Snowdon Mountain Railway: Since 1896, the Snowdon Mountain Railway has enabled many to claim this mountain peak as one of their lifetime achievements. In a tremendously ambitious feat of engineering, and uniquely in Britain, a rack and pinion railway was built which rises to within 66ft of the summit of the highest mountain in England and Wales. It is advisable to book early for this attraction as the popularity of the railway has never been greater, and there can be long queues at peak times.
Electric Mountain Visitor Centre and Dinorwig Power Station: If you're looking for a truly electrifying day out, why not visit First Hydro's Electric Mountain Visitor Centre where visitors can discover the amazing powers of hydro-electricity in an exciting, interactive and educational environment. You'll discover the amazing powers of pumped storage hydro-electricity in a totally entertaining and educational environment. Admission to the Centre is free and there is heaps of interest for visitors of all age groups. Follow this with a mini-bus trip to the power station itself. Descending deep inside ancient Elidir Mountain's labyrinth of dark and imposing tunnels, you will experience one of man's greatest engineering achievements.
Ceunant Mawr Waterfall: The Ceunant Mawr Waterfall is one of the most impressive waterfalls in Wales, yet less than a mile from Llanberis town centre.
Walks, Cycle Trails and Other Activities
Snowdon International Races: Llanberis hosts two internationally famous races: the Snowdon Race (July) - to the top of Snowdon; and the Snowdonia Marathon (October) - circumnavigating the Snowdon massif with the start and finish in Llanberis. The marathon is not as tough as it sounds as you don't actually ascend Snowdon but travel round the mountain on the roads.

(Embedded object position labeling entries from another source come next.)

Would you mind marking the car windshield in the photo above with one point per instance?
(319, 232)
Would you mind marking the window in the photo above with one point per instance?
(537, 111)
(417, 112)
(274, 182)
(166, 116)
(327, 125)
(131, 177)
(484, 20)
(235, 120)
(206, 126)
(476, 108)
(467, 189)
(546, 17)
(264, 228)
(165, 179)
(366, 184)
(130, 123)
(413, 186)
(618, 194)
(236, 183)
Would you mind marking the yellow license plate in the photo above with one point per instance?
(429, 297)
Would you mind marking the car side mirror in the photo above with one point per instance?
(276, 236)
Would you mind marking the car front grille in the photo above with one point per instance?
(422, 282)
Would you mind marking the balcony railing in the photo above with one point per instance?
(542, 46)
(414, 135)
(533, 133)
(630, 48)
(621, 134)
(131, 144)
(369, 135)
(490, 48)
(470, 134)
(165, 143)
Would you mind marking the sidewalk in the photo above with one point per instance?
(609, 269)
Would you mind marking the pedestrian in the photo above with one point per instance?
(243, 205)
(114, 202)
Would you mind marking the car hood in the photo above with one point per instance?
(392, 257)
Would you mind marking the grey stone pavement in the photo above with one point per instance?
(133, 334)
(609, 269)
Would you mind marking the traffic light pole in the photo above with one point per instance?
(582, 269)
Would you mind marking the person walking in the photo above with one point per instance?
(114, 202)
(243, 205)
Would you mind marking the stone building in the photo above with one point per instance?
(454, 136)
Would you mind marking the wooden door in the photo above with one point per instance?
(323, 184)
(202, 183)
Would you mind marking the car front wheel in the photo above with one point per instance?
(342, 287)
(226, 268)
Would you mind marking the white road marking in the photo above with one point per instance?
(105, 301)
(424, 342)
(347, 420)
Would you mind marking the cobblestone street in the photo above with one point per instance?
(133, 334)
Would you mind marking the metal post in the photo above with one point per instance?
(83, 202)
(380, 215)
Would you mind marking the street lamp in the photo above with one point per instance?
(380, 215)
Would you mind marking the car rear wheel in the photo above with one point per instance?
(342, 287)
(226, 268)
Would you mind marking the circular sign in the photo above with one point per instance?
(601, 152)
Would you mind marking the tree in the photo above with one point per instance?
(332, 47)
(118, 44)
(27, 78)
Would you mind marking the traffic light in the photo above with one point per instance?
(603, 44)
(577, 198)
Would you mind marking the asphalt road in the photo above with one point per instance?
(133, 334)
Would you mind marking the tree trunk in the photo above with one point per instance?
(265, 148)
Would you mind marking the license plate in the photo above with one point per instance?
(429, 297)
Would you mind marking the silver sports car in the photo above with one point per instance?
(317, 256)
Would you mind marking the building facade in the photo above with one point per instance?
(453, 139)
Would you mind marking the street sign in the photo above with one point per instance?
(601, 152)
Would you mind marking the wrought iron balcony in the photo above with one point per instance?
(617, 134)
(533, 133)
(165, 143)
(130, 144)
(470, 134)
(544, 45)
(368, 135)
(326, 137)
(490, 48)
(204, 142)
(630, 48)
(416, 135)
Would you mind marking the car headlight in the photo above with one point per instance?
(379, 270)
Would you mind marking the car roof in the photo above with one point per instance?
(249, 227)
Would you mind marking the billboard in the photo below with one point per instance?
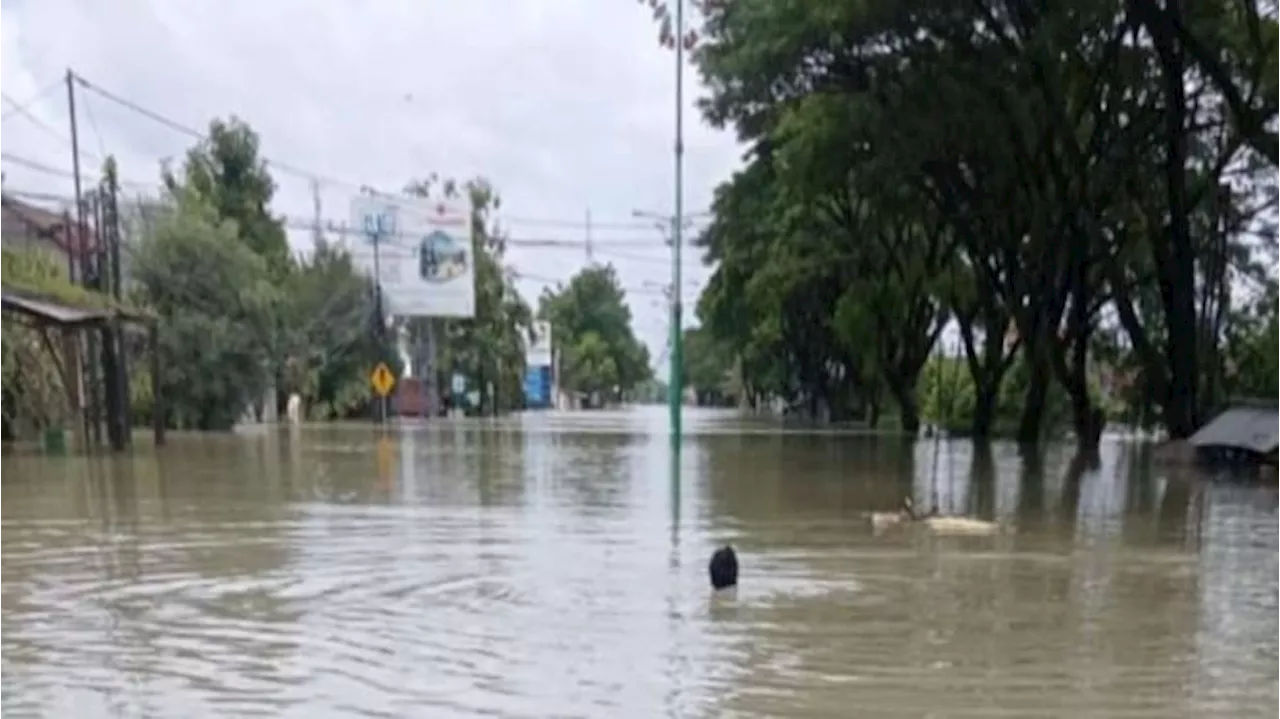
(538, 387)
(538, 351)
(420, 252)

There is one really steep climb just in the one place you don't want it, at about 22 miles, but from then on its all downhill.

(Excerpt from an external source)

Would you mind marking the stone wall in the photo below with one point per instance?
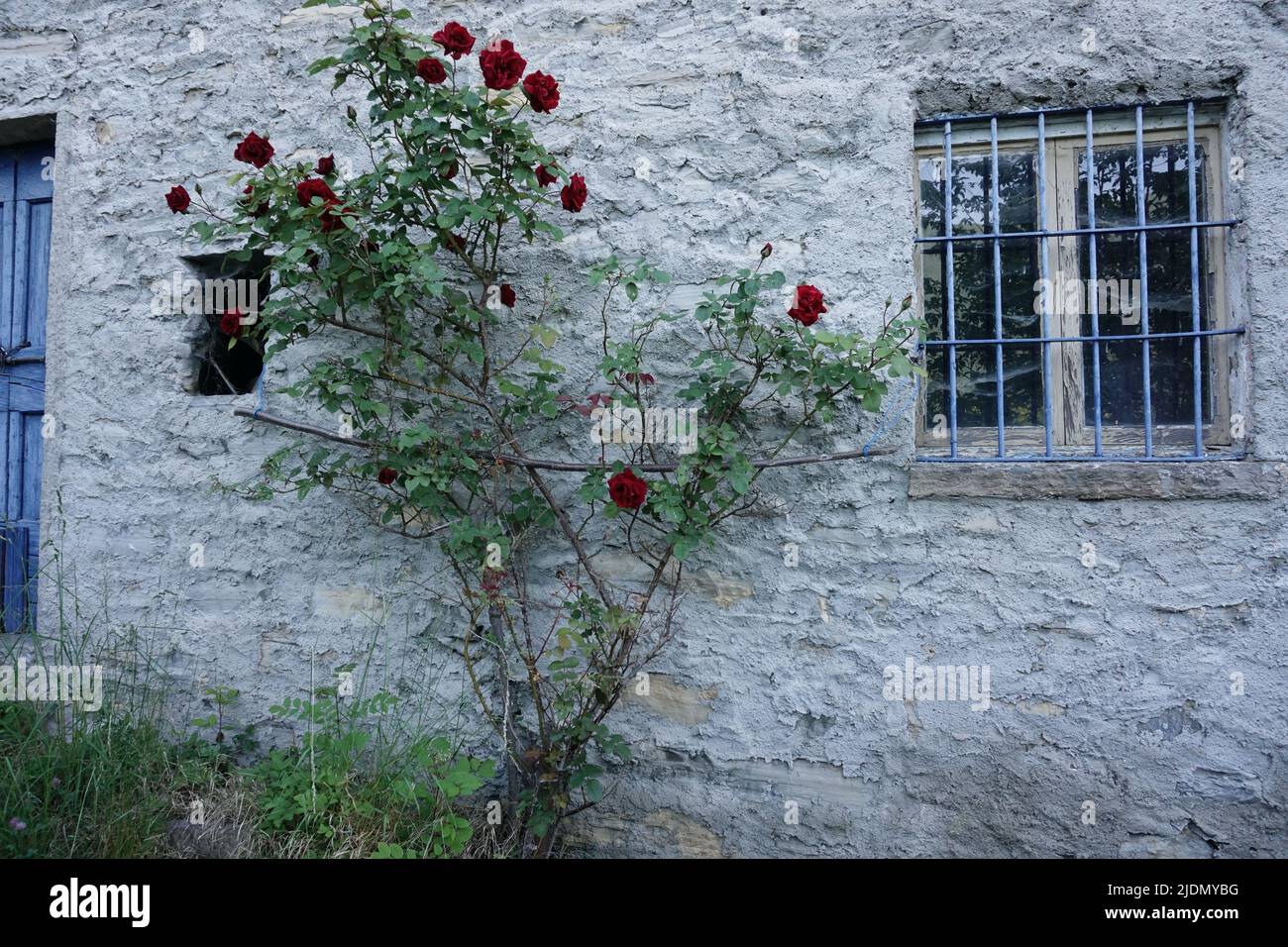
(703, 131)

The town also caters for other popular outdoor activities including walking, mountaineering, mountain biking, pony trekking and water sports. There are no shortages of walks in the area as evidenced by the famous walks up Snowdon itself. These include the Llanberis Path, the Pyg Track, the Miner's Track, the Watkin Path, the Rhyd Ddu Path, and the Snowdon Ranger. These offer various degrees of difficulty and I would suggest the Llanberis Path for the inexperienced walker. However if this might seem too daunting I can strongly recommend the walk around Llyn Padarn. I walked this with my wife and friends in 2010 and have to admit it was one of my favourite walks. It was a glorious autumn day, the colours were brilliant, and the views from the far side of the lake were alone worth the effort. They will not thank me for saying this, but I will say it as a guide to the grade of walk, my wife and friends were between 60 and 70 years old, were inexperienced walkers, and all managed the walk quite easily.